Ich kann nicht umhin, eine Erzählung von Spencer St. John mitzutheilen, obwohl sie wenig Vertrauen verdient, weil er offenbar zu viel den Mittheilungen der Eingeborenen vertraute; er spricht ja von einem 5′ 2″!! grossen Orang. Er theilt also folgende Erzählung eines Dajakers mit: »Ein junger Dajaker wanderte an einem heissen Tage durch das Dickicht; er kam zu einem kleinen Bache, dessen klares Wasser ihn zum Baden einlud. Schnell entkleidete(?) er sich, legte seine Waffen, Schwert und Blasrohr, auf die Seite und sprang hinein. Als er sich erfrischt hatte und wieder aus Ufer stieg, bemerkte er, dass ein mächtiges Orang-Utang-Weibchen vor seinen Kleidern(?) Wache hielt und auf ihn zukam. Sprachlos vor Erstaunen stand er da; dasselbe steigerte sich noch mehr, als das Thier ihn beim Arme ergriff und ihn zwang, mit auf einen laubreichen Baum zu klettern. Dort musste er sich zu ihm setzen und bekam Früchte zu essen, doch bewachte es ihn eifersüchtig und litt nicht, dass er hinabstieg. Dies dauerte einige Zeit, bis die Wächterin sorgloser wurde. Der Mann benützte den günstigen Augenblick und entschlüpfte nach dem Platze, wo er seine Waffen gelassen hatte. Als der Orang ihm dahin folgte, erschoss er ihn aus dem Blasrohr mit einem vergifteten Pfeile.
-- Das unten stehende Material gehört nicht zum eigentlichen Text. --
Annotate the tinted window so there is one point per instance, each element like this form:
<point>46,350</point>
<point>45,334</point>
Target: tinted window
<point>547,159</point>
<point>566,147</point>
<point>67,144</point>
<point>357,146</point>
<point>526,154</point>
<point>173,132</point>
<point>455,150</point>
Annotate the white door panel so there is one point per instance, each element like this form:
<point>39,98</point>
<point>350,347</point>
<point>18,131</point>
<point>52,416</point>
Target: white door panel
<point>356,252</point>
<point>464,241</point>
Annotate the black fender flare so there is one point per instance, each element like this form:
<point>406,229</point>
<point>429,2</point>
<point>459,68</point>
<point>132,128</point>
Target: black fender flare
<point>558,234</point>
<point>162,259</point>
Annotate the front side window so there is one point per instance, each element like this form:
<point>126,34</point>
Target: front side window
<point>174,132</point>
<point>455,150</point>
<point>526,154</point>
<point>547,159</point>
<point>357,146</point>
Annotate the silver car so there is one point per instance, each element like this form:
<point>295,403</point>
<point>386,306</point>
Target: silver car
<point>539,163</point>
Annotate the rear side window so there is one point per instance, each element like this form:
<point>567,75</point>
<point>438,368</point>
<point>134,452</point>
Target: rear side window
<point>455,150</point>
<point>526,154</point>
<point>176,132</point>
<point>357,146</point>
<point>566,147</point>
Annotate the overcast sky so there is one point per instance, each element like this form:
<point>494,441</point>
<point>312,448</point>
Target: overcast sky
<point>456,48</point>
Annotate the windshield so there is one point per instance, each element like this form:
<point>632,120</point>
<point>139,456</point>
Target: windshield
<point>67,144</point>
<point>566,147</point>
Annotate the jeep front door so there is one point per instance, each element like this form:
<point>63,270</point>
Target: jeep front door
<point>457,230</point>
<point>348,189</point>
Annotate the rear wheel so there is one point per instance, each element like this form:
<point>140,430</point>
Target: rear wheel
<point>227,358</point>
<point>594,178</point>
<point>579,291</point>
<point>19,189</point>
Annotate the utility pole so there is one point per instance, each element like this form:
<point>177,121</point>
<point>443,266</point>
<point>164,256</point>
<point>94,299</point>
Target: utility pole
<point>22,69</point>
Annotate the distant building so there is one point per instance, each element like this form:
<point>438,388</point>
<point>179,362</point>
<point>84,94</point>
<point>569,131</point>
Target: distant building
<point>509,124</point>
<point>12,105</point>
Wer die Behendigkeit und die Schnelligkeit kennt, mit welcher sich ein Dajaker bewegt, und nur einmal die Unbeholfenheit des Orang gesehen hat, oder vielmehr, wie langsam dieser auf dem Boden geht und wie ruhig, gelassen, ich möchte fast sagen schwerfällig von Ast zu Ast auf den Baum klettert, den erfasst sofort die Unwahrscheinlichkeit dieser Erzählung.